Monday 27 February 2012
Bob Geldof leans, stony-faced, against a wall as his
daughter Peaches’ fiancé Thomas Cohen performs.
Geldof nods his head a bit half-way through, in grudging approval it’s hard not to share. You can question Cohen’s band S.C.U.M.’s name (honouring the extreme feminist manifesto of Valerie Solanas, whose 1968 shooting of Andy Warhol shortened his life). The dark grandeur they attempt with vintage synthesisers also makes them a parodically suitable signing to Mute Records, home of Depeche Mode in the 1980s.
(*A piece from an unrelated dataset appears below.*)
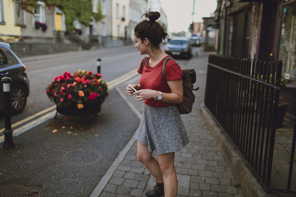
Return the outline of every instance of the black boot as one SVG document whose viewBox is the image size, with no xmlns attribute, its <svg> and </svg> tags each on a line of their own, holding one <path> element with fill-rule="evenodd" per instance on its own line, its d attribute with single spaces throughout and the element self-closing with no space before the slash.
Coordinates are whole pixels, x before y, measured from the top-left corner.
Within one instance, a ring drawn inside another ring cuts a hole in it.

But S.C.U.M. are scuffed and urgent enough to live with all that.
Beginning in near-darkness, the five band-members sport an array of vintage hipster styles, such as bassist Huw Webb’s Beat poet black sweater. Cohen, bird’s-nest hair knotted at the back, could be Nick Cave’s callow cousin. His doomy Gothic vocal can barely be heard, and his would-be mystical hand-movements are floppily unconvincing. In interviews he essays an abstracted intellectual air, but the most pleasantly odd thing about him tonight is his happy little grins, not hiding his happiness in his work behind rock star hauteur. But more conviction would help a singer who doesn’t yet seem ready to front a band.
That band though, rough and messy at first, cohere in the third song, “Cast Into Seasons”, into something majestic. The excellent drummer Melissa Rigby, hidden behind a curtain of hair, drives them at a half-gallop. For “Requiem” (such a 1980s title…), Webb moves from bass to a keyboard with a lid like a battered Victorian briefcase. You can actually, briefly hear Cohen sing, and as the music vibrates in tune with strobes intrinsic to its power, he balances on the lip of the stage, laughing. Then he politely thanks the crowd, not really a Cave or Jim Morrison, perhaps thankfully.
The strobes even give Cohen’s gauche movements some gravitas during “Amber Sands”, the next single from their soon to be reissued debut album, Again Into Eyes. It rattles along, gaining momentum and weight, and is the song to get Cohen’s future father-in-law nodding.
The great New York electronic band Suicide are one of S.C.U.M.’s acknowledged influences, and the old Korg and Moog synths they play give them a similar rough analogue power. Such music once had such a shock of the new that Suicide’s playing caused riots. This crowd just happily dance to S.C.U.M.’s vital facsimile.